About Lewis Carroll (Written by Selwyn H. Goodacre)
Lewis Carroll, otherwise Charles Lutwidge Dodgson, was born on 27th January 1832 in Daresbury, Cheshire, the eldest son, and third child (of eleven) of the Parson. He was educated at home, until the family moved in 1843 to Croft in Yorkshire. After a year at Richmond School he went on to Rugby, and in 1850 to Christ Church, Oxford University to read Mathematics, graduating B.A. in 1853; M.A. in 1857.
He remained at Christ Church as Mathematical Lecturer and early on, developed a friendship with the Dean´s daughters, Lorina, Alice and Edith.
On a “golden afternoon” in 1862, he took the girls on a trip up the river, and began to tell them the story of “Alice´s Adventures Under Ground”.
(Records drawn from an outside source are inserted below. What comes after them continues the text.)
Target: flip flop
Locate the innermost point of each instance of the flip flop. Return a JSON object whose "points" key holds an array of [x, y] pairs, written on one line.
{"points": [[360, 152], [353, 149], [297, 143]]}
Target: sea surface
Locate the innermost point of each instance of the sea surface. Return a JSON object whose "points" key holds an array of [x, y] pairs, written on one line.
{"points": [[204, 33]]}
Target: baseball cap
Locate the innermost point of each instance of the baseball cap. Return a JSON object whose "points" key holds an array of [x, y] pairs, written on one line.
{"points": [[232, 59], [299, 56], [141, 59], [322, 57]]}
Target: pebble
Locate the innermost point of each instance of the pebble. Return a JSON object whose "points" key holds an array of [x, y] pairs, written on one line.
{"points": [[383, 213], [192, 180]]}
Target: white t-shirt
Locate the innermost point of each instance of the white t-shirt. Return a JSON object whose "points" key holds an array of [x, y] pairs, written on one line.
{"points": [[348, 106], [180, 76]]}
At Alice´s insistence, it was written down, and later expanded for publication in 1865 as “Alice´s Adventures In Wonderland”. It was soon recognized as the first undisputed masterpiece of modern children´s literature.
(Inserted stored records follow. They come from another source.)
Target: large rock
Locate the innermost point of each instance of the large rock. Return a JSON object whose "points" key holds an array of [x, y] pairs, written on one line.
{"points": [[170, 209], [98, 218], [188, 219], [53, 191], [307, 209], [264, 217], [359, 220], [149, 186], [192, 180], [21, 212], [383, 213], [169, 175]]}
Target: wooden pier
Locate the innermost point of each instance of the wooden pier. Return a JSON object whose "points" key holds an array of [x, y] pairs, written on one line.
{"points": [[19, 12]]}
“Through The Looking-Glass followed” in 1872, a rare example of a sequel as good as the original. “The Hunting of The Snark” in 1876, a brilliant epic nonsense poem, appealed to an older age group. For some years he worked on a final book for children and eventually “Sylvie And Bruno” was published in two parts (1889 & 1893). A curious blend of fairy tale and adult romance, they never achieved great popularity.
Besides the Alice books, Carroll wrote several works on mathematics, and in later years devoted himself to logic. An early pioneer of photography, he is generally recognised as the leading photographer of children of the 19th Century.
Scholars have speculated on the nature of his friendship with little girls; certainly they stimulated him to heights of literary genius.
He died at Guildford in 1898, knowing that ALICE alone had sold over 150,000 copies in Britain. His immortality was assured.